= University of Michigan Social Venture Fund =

The University of Michigan Social Venture Fund (SVF) is the first student-run social venture fund in the United States. Established in 2009 by four Ross School of Business MBA students, the Social Venture Fund invests in innovative and mission-driven social enterprises. The SVF is overseen by Professor Gautam Kaul and housed in the Zell Lurie Institute for Entrepreneurial Studies at the University of Michigan.

The SvF aims to strengthen the leadership of the Ross School of Business by integrating social and environmental issues into business school education.

The Fund's members are currently organized into a non-hierarchical structure that includes a lead team and four circles of interest – Education, Food Systems & Environment, Health, and Urban Revitalization (focused on Detroit).
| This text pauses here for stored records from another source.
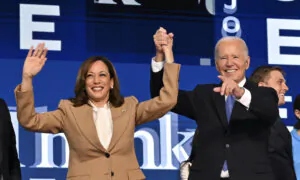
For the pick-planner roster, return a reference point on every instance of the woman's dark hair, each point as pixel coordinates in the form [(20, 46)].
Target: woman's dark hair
[(81, 97)]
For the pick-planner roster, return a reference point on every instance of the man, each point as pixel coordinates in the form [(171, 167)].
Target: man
[(280, 143), (230, 145), (296, 137), (9, 162)]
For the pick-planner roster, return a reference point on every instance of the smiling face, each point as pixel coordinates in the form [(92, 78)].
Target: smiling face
[(232, 59), (276, 81), (98, 83)]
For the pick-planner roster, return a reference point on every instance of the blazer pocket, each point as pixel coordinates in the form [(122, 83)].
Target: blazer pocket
[(79, 177), (136, 174)]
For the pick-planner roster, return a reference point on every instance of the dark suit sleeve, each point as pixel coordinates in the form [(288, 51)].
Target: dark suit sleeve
[(14, 163), (264, 104), (184, 104)]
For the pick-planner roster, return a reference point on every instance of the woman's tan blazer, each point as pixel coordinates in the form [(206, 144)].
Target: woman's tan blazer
[(88, 159)]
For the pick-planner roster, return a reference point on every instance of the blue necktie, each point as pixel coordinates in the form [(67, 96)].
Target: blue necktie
[(229, 105)]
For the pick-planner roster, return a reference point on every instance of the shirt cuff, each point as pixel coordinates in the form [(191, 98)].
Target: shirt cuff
[(245, 99), (157, 66)]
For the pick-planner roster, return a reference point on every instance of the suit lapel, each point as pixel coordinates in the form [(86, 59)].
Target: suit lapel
[(119, 124), (84, 118), (220, 106)]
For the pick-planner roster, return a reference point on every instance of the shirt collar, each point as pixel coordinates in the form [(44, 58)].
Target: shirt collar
[(242, 83), (95, 108)]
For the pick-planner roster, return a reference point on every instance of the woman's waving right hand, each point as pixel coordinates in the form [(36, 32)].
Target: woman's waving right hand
[(35, 61)]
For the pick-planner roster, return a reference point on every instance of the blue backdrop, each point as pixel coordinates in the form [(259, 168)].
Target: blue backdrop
[(122, 30)]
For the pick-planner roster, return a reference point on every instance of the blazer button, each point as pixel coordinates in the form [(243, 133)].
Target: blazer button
[(107, 155)]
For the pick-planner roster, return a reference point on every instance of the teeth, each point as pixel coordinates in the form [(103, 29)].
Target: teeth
[(97, 88), (231, 70)]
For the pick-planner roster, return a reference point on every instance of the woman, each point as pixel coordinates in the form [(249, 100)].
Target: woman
[(98, 122)]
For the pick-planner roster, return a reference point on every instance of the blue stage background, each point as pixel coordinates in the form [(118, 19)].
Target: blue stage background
[(122, 30)]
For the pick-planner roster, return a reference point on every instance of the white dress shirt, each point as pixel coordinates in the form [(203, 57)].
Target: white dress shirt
[(103, 123), (244, 100)]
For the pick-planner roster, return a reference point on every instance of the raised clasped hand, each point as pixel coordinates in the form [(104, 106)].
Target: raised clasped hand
[(35, 60)]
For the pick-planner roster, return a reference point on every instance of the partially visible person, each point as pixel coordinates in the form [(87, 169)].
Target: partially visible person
[(280, 143), (9, 161), (296, 137), (233, 117), (99, 123), (186, 165)]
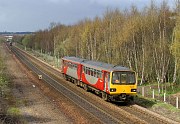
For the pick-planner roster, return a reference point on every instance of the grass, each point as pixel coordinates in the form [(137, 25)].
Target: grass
[(152, 103), (13, 111)]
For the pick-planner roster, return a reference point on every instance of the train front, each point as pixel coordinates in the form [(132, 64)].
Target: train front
[(123, 86)]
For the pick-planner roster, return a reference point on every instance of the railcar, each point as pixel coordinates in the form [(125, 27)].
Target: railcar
[(113, 83)]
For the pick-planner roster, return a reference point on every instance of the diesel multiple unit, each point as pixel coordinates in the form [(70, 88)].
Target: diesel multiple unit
[(113, 83)]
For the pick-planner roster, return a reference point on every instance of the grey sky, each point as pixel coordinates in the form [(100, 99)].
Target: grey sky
[(32, 15)]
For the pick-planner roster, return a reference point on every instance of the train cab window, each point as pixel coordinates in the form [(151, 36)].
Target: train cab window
[(84, 69), (95, 73), (92, 72), (99, 74), (123, 78), (88, 71)]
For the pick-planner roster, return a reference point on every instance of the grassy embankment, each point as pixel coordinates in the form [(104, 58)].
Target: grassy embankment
[(9, 111)]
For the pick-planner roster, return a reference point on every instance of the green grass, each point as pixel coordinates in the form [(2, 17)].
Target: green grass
[(152, 103), (13, 111)]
The SVF was awarded with the 2010 Ross MBA class gift. The Social Venture Fund is the University of Michigan's third student-led fund, joining the early-stage Wolverine Venture Fund and the pre-seed Frankel Commercialization Fund. The Fund made its first investment in late 2011 and its second investment in early 2012.

This fund is currently being led by the Leadership Team, including Max Berry, Katherine Cima, Alli Lesovoy, Nathan Lohrmann, Hershey Pilla, and Caroline Suttlehan.